Hacker News new | ask | show | jobs
by nick-keller 473 days ago
Thanks for the extremely detailed feedback. I'll try to address your (very valid) concerns:

- I don't know if you had a look at the "How does it work?" page, here I try to explain using sequence diagrams how the process is split in two: first aggregating events into root IDs and then building the final objects from those root IDs.

- Each of those two steps hit the DB but: (i) it should not be the production database but a read-only replica, (ii) those two queries are independent and can be run separately. So instead of rebuilding extraction from scratch, I decided to rely on already existing replication strategies which in essence do exactly what you suggest.
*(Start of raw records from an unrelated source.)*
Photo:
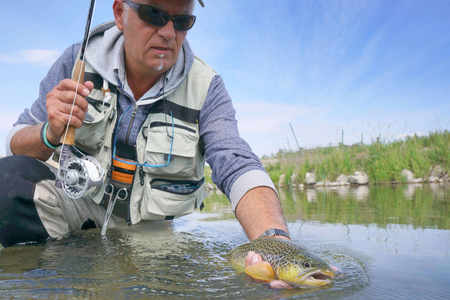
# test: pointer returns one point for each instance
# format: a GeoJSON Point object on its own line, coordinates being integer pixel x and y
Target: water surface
{"type": "Point", "coordinates": [390, 242]}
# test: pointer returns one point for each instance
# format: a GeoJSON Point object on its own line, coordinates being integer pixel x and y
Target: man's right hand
{"type": "Point", "coordinates": [59, 105]}
{"type": "Point", "coordinates": [27, 141]}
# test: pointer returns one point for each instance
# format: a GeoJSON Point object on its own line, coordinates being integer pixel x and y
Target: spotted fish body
{"type": "Point", "coordinates": [288, 261]}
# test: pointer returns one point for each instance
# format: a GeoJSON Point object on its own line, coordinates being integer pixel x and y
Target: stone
{"type": "Point", "coordinates": [294, 179]}
{"type": "Point", "coordinates": [282, 180]}
{"type": "Point", "coordinates": [210, 186]}
{"type": "Point", "coordinates": [408, 175]}
{"type": "Point", "coordinates": [358, 178]}
{"type": "Point", "coordinates": [342, 180]}
{"type": "Point", "coordinates": [437, 171]}
{"type": "Point", "coordinates": [310, 178]}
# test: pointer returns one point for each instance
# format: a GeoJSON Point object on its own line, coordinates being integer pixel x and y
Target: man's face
{"type": "Point", "coordinates": [151, 50]}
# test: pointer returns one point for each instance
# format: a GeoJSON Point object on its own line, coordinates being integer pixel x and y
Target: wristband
{"type": "Point", "coordinates": [44, 138]}
{"type": "Point", "coordinates": [271, 232]}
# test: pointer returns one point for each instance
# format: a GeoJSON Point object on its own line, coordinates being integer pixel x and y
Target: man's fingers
{"type": "Point", "coordinates": [252, 258]}
{"type": "Point", "coordinates": [280, 284]}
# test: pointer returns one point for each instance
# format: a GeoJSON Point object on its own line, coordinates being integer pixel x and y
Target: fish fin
{"type": "Point", "coordinates": [262, 271]}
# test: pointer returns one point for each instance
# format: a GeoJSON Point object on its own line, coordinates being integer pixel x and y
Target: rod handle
{"type": "Point", "coordinates": [78, 76]}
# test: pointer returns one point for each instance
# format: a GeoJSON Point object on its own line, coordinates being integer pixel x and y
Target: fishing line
{"type": "Point", "coordinates": [83, 59]}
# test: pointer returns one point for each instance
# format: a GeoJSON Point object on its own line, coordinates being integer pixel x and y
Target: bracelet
{"type": "Point", "coordinates": [271, 232]}
{"type": "Point", "coordinates": [44, 138]}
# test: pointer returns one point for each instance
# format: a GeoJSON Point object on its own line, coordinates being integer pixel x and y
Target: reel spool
{"type": "Point", "coordinates": [81, 177]}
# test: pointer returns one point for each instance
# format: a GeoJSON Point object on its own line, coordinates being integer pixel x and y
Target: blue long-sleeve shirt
{"type": "Point", "coordinates": [235, 168]}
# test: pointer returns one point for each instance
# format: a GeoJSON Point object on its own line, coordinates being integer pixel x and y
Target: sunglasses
{"type": "Point", "coordinates": [156, 17]}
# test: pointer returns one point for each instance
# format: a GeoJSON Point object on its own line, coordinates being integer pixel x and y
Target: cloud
{"type": "Point", "coordinates": [259, 117]}
{"type": "Point", "coordinates": [7, 119]}
{"type": "Point", "coordinates": [43, 57]}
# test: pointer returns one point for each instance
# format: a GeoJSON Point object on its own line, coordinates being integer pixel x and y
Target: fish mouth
{"type": "Point", "coordinates": [315, 278]}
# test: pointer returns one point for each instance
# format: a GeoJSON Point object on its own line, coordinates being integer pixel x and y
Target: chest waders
{"type": "Point", "coordinates": [168, 139]}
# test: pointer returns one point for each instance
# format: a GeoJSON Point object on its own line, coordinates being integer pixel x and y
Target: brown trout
{"type": "Point", "coordinates": [288, 262]}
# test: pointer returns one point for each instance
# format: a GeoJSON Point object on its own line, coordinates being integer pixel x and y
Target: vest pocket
{"type": "Point", "coordinates": [168, 199]}
{"type": "Point", "coordinates": [180, 146]}
{"type": "Point", "coordinates": [93, 134]}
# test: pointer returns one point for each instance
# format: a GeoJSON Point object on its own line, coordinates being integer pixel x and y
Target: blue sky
{"type": "Point", "coordinates": [370, 67]}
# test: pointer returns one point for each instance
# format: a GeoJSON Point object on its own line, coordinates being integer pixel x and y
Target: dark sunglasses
{"type": "Point", "coordinates": [156, 17]}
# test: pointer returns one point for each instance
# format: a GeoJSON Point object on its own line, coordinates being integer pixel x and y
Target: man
{"type": "Point", "coordinates": [161, 95]}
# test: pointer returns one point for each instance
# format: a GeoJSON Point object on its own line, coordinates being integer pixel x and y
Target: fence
{"type": "Point", "coordinates": [293, 138]}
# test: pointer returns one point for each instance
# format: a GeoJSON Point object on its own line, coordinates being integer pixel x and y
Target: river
{"type": "Point", "coordinates": [391, 242]}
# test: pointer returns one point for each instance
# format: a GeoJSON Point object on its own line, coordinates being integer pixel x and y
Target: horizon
{"type": "Point", "coordinates": [370, 68]}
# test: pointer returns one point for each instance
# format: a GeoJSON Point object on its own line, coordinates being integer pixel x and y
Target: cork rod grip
{"type": "Point", "coordinates": [78, 75]}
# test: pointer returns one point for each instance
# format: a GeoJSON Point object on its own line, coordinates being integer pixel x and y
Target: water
{"type": "Point", "coordinates": [390, 242]}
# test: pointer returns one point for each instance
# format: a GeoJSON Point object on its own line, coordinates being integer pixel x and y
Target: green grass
{"type": "Point", "coordinates": [383, 162]}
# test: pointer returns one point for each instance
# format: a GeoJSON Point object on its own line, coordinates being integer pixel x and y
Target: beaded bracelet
{"type": "Point", "coordinates": [44, 138]}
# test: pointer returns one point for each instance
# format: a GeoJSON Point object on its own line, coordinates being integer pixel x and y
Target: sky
{"type": "Point", "coordinates": [301, 73]}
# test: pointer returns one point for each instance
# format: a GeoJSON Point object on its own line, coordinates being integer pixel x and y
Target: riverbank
{"type": "Point", "coordinates": [415, 159]}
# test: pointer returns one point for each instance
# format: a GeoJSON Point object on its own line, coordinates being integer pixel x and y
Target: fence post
{"type": "Point", "coordinates": [294, 136]}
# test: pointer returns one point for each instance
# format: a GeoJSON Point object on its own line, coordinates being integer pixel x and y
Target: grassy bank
{"type": "Point", "coordinates": [383, 162]}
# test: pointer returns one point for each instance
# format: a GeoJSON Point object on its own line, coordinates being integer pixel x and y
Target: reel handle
{"type": "Point", "coordinates": [78, 76]}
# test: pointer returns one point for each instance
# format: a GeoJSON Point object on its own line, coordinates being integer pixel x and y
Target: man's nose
{"type": "Point", "coordinates": [167, 31]}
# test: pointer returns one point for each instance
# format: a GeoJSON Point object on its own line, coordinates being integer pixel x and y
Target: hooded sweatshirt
{"type": "Point", "coordinates": [235, 168]}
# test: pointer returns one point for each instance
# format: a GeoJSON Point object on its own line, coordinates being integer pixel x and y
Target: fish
{"type": "Point", "coordinates": [287, 260]}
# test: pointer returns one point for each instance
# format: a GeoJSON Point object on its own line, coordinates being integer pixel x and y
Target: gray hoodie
{"type": "Point", "coordinates": [235, 168]}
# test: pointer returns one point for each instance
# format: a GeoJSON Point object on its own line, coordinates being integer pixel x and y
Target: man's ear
{"type": "Point", "coordinates": [119, 13]}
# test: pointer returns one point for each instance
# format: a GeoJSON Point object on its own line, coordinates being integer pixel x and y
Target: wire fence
{"type": "Point", "coordinates": [294, 138]}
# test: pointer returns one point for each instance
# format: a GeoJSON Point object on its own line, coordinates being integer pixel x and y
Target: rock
{"type": "Point", "coordinates": [294, 179]}
{"type": "Point", "coordinates": [433, 179]}
{"type": "Point", "coordinates": [358, 178]}
{"type": "Point", "coordinates": [310, 178]}
{"type": "Point", "coordinates": [437, 172]}
{"type": "Point", "coordinates": [408, 175]}
{"type": "Point", "coordinates": [210, 186]}
{"type": "Point", "coordinates": [342, 180]}
{"type": "Point", "coordinates": [282, 180]}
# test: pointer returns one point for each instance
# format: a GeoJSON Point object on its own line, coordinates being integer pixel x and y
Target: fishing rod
{"type": "Point", "coordinates": [78, 176]}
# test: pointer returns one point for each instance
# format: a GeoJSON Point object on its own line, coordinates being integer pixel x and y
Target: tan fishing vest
{"type": "Point", "coordinates": [157, 193]}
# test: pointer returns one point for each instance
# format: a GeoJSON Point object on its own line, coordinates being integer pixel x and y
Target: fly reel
{"type": "Point", "coordinates": [81, 177]}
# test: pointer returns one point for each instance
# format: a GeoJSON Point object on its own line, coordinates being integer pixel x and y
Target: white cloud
{"type": "Point", "coordinates": [259, 117]}
{"type": "Point", "coordinates": [31, 56]}
{"type": "Point", "coordinates": [7, 119]}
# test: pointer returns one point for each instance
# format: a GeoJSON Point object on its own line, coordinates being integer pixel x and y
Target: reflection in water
{"type": "Point", "coordinates": [390, 241]}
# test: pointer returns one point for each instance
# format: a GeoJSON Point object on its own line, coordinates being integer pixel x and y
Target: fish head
{"type": "Point", "coordinates": [306, 271]}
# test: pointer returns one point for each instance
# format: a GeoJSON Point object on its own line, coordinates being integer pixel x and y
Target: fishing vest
{"type": "Point", "coordinates": [156, 193]}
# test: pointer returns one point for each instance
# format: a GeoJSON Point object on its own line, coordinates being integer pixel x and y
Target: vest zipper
{"type": "Point", "coordinates": [133, 115]}
{"type": "Point", "coordinates": [159, 124]}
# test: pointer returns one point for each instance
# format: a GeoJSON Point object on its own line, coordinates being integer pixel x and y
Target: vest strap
{"type": "Point", "coordinates": [180, 112]}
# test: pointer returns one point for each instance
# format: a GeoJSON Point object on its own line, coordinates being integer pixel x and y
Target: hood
{"type": "Point", "coordinates": [105, 53]}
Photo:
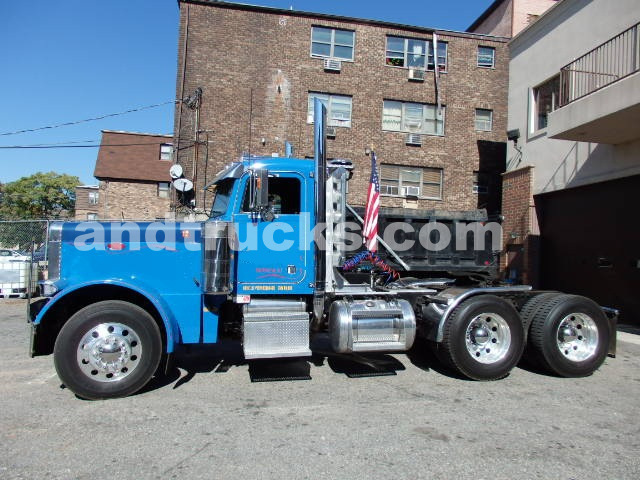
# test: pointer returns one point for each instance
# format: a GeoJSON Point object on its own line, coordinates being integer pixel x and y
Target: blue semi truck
{"type": "Point", "coordinates": [273, 266]}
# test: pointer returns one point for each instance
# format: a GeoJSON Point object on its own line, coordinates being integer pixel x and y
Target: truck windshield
{"type": "Point", "coordinates": [223, 195]}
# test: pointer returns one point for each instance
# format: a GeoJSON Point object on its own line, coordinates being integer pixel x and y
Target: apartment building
{"type": "Point", "coordinates": [573, 167]}
{"type": "Point", "coordinates": [133, 170]}
{"type": "Point", "coordinates": [431, 103]}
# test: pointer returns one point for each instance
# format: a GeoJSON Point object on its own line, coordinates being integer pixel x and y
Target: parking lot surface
{"type": "Point", "coordinates": [330, 417]}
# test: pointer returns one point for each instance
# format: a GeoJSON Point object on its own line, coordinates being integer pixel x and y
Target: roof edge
{"type": "Point", "coordinates": [364, 21]}
{"type": "Point", "coordinates": [484, 15]}
{"type": "Point", "coordinates": [124, 132]}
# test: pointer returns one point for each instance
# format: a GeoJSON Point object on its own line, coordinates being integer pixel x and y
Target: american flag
{"type": "Point", "coordinates": [370, 229]}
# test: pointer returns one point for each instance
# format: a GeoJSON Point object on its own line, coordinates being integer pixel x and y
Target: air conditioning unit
{"type": "Point", "coordinates": [332, 64]}
{"type": "Point", "coordinates": [414, 139]}
{"type": "Point", "coordinates": [416, 74]}
{"type": "Point", "coordinates": [411, 191]}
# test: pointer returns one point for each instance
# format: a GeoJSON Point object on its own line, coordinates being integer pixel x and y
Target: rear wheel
{"type": "Point", "coordinates": [570, 335]}
{"type": "Point", "coordinates": [483, 338]}
{"type": "Point", "coordinates": [108, 349]}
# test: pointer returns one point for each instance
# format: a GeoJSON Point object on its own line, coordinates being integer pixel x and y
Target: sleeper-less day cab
{"type": "Point", "coordinates": [122, 297]}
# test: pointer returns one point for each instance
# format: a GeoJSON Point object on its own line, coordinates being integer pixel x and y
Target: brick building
{"type": "Point", "coordinates": [133, 170]}
{"type": "Point", "coordinates": [87, 197]}
{"type": "Point", "coordinates": [437, 122]}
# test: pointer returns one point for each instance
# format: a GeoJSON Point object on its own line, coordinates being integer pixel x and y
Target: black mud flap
{"type": "Point", "coordinates": [612, 315]}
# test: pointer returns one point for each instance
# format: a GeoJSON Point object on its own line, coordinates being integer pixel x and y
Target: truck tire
{"type": "Point", "coordinates": [483, 338]}
{"type": "Point", "coordinates": [570, 336]}
{"type": "Point", "coordinates": [108, 349]}
{"type": "Point", "coordinates": [532, 305]}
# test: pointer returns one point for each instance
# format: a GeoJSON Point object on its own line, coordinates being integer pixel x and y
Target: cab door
{"type": "Point", "coordinates": [275, 256]}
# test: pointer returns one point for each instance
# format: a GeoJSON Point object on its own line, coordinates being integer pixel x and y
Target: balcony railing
{"type": "Point", "coordinates": [610, 62]}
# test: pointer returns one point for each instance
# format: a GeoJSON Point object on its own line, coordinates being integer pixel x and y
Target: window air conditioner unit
{"type": "Point", "coordinates": [416, 74]}
{"type": "Point", "coordinates": [411, 191]}
{"type": "Point", "coordinates": [332, 64]}
{"type": "Point", "coordinates": [414, 139]}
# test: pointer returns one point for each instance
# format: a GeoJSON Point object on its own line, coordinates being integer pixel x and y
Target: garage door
{"type": "Point", "coordinates": [590, 243]}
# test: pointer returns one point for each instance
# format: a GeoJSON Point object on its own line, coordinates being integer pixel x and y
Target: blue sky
{"type": "Point", "coordinates": [70, 60]}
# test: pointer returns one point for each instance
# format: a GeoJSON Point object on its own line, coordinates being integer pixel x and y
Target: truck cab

- This library is not at all concerned about transformation, this step should indeed be separated. In our production environment, we transform the high-level events that PG-Capture sends with an async worker that does not hit the DB at all, it just transforms the data it receives.

- I agree that you should not index directly what is in the DB, which is why you should transform the data I suggest in my previous point. But that data has to come from somewhere, and PG-Sync aims at making that part of the process smooth and robust.

- Regarding full-indexation, it is actually pretty straightforward: push all IDs of your root table into the store (can be streamed) and your consumer should already be building objects and publishing high-level events. The good part is that the consumer will not do one query per object but can build a lot of objects at once with a single query.

We have been using PG-Capture in production for half a year so far, but we are not yet at the scale of a few Gb per second.

Eager to have your feedback regarding those points.